Contractors have to pay their own taxes and provide their own tools and materials. Working as a contractor can mean that you don’t have any kind of employer-sponsored benefits and that your income may be irregular. As such, contractors typically charge more per hour than employees who have similar skills and educational backgrounds.
Although most contractors will charge a flat hourly rate for their services, there are situations in which a contractor may potentially have the right to request overtime rates for the work that they perform or bring a claim against a client who doesn’t pay overtime as required by law or the contract you signed.
Your clients may outline circumstances in which they offer overtime pay
As a contractor, you will typically have to negotiate the terms of your contract with each individual company that hires you. Some companies are willing to incentivize extra work by independent contractors or subcontractors by offering them overtime wages in certain circumstances.

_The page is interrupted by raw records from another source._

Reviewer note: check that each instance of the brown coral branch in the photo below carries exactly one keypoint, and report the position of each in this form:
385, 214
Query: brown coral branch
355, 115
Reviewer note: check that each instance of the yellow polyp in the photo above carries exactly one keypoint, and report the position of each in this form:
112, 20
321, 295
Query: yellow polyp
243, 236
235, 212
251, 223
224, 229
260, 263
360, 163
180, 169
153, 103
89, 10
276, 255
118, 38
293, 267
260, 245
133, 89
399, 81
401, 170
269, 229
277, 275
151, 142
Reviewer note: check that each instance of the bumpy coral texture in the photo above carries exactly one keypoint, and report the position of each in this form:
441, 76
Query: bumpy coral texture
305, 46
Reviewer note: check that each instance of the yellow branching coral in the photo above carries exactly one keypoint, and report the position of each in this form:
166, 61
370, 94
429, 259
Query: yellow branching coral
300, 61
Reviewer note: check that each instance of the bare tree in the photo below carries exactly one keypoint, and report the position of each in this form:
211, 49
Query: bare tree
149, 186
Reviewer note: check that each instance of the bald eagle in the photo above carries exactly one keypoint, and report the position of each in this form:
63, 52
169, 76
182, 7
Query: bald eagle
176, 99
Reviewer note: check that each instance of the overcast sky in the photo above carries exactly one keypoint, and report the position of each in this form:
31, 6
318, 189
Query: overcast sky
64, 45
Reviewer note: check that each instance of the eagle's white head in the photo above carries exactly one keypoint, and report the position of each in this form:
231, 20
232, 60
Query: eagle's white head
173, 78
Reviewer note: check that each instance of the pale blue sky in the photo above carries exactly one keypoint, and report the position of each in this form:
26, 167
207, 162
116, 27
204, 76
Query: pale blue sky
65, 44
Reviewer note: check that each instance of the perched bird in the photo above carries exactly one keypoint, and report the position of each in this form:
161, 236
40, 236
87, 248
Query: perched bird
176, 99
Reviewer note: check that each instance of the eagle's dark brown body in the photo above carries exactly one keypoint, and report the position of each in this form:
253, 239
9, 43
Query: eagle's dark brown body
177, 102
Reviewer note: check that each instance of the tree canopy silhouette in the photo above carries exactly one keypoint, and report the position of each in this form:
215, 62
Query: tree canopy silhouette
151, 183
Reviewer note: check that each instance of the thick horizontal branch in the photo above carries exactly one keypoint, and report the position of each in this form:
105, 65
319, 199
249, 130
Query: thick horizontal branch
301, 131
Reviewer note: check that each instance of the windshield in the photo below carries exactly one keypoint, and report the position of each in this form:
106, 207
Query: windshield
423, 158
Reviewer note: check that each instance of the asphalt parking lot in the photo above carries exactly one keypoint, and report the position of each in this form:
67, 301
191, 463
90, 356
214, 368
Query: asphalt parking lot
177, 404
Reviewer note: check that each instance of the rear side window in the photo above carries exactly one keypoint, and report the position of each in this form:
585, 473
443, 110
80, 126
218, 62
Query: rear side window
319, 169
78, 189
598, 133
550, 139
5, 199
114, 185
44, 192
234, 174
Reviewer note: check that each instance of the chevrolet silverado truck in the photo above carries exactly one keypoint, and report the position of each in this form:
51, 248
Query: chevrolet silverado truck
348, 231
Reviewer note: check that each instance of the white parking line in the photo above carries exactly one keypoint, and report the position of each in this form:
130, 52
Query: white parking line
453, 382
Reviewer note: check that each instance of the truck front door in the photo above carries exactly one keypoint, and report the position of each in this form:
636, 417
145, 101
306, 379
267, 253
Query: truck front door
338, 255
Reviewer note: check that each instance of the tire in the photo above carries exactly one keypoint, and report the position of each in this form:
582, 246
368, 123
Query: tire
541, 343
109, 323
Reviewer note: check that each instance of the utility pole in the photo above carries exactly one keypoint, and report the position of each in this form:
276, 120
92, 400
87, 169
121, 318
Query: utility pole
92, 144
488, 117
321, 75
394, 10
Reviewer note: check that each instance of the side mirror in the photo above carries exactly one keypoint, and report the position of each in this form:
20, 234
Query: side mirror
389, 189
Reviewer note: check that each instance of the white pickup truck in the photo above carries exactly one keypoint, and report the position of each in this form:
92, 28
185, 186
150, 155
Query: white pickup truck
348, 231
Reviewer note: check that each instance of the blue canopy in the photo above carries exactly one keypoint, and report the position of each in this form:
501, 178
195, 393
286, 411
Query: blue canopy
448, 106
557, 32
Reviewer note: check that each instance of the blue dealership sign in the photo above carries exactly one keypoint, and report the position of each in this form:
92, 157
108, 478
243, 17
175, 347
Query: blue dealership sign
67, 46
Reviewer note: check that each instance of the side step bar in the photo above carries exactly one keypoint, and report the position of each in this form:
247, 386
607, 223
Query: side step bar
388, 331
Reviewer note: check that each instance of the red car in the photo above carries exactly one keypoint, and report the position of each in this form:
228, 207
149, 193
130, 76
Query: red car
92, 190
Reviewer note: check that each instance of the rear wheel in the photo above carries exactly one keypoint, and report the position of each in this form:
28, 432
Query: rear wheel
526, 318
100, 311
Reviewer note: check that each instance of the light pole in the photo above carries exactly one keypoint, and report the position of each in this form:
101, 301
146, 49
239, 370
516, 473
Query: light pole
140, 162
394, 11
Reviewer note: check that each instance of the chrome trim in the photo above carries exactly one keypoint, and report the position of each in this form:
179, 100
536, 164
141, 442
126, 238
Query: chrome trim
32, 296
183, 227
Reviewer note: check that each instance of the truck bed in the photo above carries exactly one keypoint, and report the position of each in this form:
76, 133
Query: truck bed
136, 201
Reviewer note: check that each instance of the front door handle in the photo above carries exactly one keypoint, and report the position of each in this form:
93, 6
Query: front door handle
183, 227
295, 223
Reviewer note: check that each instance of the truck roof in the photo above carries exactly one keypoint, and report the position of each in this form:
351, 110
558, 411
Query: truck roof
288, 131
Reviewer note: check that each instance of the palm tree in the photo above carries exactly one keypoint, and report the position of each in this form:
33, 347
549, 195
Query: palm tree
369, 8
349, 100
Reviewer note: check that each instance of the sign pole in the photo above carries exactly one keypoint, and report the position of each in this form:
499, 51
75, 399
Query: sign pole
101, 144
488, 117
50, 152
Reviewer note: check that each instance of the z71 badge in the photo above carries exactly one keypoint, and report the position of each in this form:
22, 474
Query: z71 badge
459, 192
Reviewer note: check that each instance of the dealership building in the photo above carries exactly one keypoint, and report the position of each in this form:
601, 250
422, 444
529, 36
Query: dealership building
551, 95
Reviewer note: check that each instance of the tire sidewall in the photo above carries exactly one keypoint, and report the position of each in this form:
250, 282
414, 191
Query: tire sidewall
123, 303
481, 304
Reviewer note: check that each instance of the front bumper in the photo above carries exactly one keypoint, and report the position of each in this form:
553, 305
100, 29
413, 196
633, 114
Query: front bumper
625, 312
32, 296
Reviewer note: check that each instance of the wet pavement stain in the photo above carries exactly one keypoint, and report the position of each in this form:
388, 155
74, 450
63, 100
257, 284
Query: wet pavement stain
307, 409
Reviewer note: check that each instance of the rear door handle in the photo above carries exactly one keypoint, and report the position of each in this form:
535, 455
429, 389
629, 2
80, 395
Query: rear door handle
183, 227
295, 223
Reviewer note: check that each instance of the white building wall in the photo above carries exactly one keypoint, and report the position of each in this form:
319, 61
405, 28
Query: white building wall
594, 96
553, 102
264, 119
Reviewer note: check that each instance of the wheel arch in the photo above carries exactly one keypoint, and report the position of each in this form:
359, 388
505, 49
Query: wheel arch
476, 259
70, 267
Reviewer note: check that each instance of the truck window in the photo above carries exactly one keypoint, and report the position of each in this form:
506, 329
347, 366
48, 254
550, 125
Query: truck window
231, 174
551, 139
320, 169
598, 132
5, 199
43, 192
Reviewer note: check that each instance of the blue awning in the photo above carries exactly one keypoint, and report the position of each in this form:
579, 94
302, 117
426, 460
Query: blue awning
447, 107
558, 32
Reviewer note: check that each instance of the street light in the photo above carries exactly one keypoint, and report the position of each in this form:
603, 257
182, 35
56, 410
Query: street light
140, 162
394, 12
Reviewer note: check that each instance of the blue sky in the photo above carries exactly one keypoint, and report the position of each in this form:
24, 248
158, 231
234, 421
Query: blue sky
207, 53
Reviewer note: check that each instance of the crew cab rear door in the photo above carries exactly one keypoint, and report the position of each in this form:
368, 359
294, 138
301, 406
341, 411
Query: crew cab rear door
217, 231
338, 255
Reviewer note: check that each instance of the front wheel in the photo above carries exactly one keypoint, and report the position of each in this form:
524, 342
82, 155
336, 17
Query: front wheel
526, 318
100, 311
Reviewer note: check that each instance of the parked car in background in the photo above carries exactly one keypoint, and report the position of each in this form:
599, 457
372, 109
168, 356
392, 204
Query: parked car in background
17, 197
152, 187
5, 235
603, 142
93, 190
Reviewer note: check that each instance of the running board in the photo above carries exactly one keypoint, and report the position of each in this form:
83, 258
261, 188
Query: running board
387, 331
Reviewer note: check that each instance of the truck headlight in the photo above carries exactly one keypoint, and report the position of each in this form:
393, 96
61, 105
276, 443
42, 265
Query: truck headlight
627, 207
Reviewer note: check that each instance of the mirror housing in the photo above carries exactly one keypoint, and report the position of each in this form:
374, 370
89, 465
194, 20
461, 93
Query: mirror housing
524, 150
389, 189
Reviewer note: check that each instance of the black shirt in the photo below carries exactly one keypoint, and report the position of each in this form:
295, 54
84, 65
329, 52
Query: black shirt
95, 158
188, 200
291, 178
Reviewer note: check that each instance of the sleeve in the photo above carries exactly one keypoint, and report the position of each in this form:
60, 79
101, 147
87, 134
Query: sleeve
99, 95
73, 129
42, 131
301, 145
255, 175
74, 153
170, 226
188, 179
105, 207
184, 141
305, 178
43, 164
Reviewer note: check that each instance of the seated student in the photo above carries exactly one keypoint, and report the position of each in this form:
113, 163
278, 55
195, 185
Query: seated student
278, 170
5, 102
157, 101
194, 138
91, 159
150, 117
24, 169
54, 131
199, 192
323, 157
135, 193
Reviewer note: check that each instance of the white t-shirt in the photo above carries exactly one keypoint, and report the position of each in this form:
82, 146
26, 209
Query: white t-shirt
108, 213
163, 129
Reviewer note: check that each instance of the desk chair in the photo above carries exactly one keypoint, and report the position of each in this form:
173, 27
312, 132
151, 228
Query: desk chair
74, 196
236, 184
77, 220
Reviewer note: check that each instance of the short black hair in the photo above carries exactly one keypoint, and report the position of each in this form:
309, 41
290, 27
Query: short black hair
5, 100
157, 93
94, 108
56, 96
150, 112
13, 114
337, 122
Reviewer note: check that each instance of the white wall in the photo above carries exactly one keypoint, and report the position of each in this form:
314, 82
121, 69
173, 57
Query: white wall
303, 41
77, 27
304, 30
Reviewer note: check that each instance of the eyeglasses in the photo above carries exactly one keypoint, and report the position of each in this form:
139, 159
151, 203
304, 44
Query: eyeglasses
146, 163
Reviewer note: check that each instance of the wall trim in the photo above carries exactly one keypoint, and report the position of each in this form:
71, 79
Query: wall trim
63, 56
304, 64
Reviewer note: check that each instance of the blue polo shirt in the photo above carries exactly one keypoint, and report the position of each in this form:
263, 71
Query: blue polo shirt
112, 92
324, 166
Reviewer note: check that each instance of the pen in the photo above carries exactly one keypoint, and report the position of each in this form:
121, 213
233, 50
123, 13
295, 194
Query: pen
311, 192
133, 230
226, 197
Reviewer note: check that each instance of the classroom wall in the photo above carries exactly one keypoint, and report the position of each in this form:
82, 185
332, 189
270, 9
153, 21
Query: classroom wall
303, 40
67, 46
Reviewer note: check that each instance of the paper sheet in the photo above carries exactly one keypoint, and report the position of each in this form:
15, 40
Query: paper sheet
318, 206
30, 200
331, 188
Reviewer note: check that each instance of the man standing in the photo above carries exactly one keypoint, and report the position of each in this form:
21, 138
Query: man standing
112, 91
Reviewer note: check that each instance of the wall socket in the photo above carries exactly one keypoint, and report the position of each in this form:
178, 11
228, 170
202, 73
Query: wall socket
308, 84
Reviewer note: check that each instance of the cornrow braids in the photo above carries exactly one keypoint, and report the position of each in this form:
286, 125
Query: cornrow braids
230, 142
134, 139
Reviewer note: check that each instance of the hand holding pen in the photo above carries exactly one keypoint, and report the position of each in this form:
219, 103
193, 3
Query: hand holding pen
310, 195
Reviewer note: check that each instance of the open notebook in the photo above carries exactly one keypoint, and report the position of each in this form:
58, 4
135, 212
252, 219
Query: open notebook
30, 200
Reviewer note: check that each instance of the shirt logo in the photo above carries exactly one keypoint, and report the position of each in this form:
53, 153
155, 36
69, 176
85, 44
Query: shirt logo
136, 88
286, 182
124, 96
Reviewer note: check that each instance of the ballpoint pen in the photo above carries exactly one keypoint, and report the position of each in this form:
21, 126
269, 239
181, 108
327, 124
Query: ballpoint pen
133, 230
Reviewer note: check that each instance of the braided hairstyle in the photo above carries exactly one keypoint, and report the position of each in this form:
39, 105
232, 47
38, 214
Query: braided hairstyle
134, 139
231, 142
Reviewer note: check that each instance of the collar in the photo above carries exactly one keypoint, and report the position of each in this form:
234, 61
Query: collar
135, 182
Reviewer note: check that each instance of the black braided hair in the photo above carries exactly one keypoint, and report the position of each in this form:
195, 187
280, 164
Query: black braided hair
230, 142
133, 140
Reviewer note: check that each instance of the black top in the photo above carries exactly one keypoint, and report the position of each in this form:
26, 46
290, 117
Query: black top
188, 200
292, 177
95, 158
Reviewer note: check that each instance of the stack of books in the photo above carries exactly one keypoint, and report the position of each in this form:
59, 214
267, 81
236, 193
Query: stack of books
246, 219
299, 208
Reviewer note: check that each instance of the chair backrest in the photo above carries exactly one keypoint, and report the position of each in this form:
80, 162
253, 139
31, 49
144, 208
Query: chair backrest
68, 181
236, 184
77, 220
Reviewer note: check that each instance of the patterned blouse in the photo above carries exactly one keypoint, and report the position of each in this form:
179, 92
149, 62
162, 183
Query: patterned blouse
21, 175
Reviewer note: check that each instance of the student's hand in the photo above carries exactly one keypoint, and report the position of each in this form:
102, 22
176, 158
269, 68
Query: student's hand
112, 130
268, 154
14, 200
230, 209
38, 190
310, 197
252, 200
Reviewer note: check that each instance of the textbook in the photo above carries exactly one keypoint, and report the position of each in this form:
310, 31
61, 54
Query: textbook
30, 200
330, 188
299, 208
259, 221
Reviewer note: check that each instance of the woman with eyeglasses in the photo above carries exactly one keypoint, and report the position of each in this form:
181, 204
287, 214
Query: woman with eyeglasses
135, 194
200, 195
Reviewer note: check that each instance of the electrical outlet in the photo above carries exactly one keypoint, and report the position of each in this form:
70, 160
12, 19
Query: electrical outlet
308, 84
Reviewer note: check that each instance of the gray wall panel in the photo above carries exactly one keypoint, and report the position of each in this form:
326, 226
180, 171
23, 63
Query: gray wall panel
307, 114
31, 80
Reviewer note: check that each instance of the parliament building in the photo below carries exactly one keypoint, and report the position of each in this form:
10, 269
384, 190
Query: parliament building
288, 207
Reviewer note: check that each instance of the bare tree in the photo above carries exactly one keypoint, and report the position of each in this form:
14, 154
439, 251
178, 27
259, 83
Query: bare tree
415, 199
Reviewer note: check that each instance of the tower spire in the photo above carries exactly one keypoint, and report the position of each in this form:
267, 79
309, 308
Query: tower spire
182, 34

Some companies will base their policy on federal overtime statutes, paying contractors time and a half for every hour over 40 during each workweek that they work. Other companies may offer overtime wages for workers who spend more than 12 hours on a single shift or workers who commit to working on federal holidays and even extra hours put in over the weekend.
You may be able to negotiate terms that allow you to collect overtime wages. It is also possible that the company will do its best to avoid having you work more than 40 hours so they are not obliged to pay you that higher rate.
Federal law mandates overtime wage for contractors in certain cases
While the primary focus of overtime statutes enforced by the Department of Labor is to protect hourly workers from abuses by their employer, there are also protections that apply to contractors.
The Contract Work Hours and Safety Standards Act is a federal statute that mandates the payment of overtime wages to contractors and subcontractors working on federal contracts. If a company that hires you needs you to perform work on a federal contract, you will have the same right to overtime compensation as an hourly worker would in that scenario.